Una leggenda della mitologia ellenica, invece, ricollega la genesi della vite alla morte di Ampelo, uno splendido giovane di cui Dioniso era innamoratissimo. Quando Ampelo morì incornato da un toro, Dioniso versò lacrime amare. Il dio che non conosceva la sofferenza si rese conto, nel modo più triste, di cosa fosse il dolore. Inconsolabile, Dioniso continuava a piangere quando un giorno le sue lacrime, cadendo sul corpo inanimato di Ampelo, operarono il miracolo: Ampelo si tramutò in una vite e le lacrime di Dioniso, fondendosi con il sangue di colui che tanto aveva amato, diedero origine al vino.
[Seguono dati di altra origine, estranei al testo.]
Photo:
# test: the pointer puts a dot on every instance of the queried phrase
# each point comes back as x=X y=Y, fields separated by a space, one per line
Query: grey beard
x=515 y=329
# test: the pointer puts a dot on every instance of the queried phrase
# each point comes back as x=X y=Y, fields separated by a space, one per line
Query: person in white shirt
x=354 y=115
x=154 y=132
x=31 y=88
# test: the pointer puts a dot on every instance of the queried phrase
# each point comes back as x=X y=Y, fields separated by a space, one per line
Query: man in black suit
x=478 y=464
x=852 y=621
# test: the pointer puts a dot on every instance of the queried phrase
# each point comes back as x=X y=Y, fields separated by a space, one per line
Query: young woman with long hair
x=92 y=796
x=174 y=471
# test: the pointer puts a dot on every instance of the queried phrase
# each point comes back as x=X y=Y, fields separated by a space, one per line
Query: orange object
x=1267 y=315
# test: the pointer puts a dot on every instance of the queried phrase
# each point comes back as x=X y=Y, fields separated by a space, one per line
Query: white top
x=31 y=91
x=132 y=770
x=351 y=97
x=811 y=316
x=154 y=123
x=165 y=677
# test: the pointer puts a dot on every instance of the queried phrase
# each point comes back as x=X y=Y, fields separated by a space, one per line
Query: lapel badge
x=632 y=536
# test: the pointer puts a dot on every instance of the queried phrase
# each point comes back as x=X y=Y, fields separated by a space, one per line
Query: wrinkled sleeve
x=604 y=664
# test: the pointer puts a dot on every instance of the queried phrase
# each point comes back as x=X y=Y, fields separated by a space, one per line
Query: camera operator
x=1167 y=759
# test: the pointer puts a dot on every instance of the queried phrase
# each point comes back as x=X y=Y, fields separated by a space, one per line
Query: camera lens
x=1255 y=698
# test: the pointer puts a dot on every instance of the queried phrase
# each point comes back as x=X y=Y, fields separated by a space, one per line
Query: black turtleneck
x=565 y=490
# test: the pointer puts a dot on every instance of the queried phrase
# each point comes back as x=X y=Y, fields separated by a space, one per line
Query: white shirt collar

Una sostanza, non a caso, in grado di donare ebbrezza e quindi di cancellare i ricordi strazianti tramite la gioia e la spensieratezza. Il vino cominciò a incarnare la vita, l’allegria, un modo per sconfiggere la morte e qualsiasi pena. Ulteriori motivi che favoriscono l’associazione tra uva e vita si rinvengono nella vendemmia: un autentico rituale che coincide con l’ inizio dell’ autunno. La terra sta per assopirsi, inaugura il suo periodo di riposo in attesa del risveglio primaverile. Ma prima di farlo ci fa dono dell’ uva, o per meglio dire del vino, che ci accompagna lungo tutto l’ inverno restituendoci calore e gioia di vivere. L’ uva diventa così l’ emblema della vita stessa, del trionfo della vita sulla morte, dell’ amore, della prosperità. Non stupisce che in Spagna, a Capodanno, si usi ingurgitare 12 chicchi d’uva in concomitanza con i 12 rintocchi della mezzanotte. L’ uva è fertilità e abbondanza; nell’ Eucarestia il vino simboleggia il sangue di Cristo, che diventa anche il nostro affinchè possiamo rinnovarci, rigenerarci in Lui. Esiste poi un detto, “In vino veritas”, che celebra l’ effetto disinibitorio del vino. Il vino “libera”, elimina i freni e le inibizioni. Sconfigge la doppiezza e favorisce l’ affiorare della verità: rappresenta, dunque, una saggezza pura e “senza filtri”.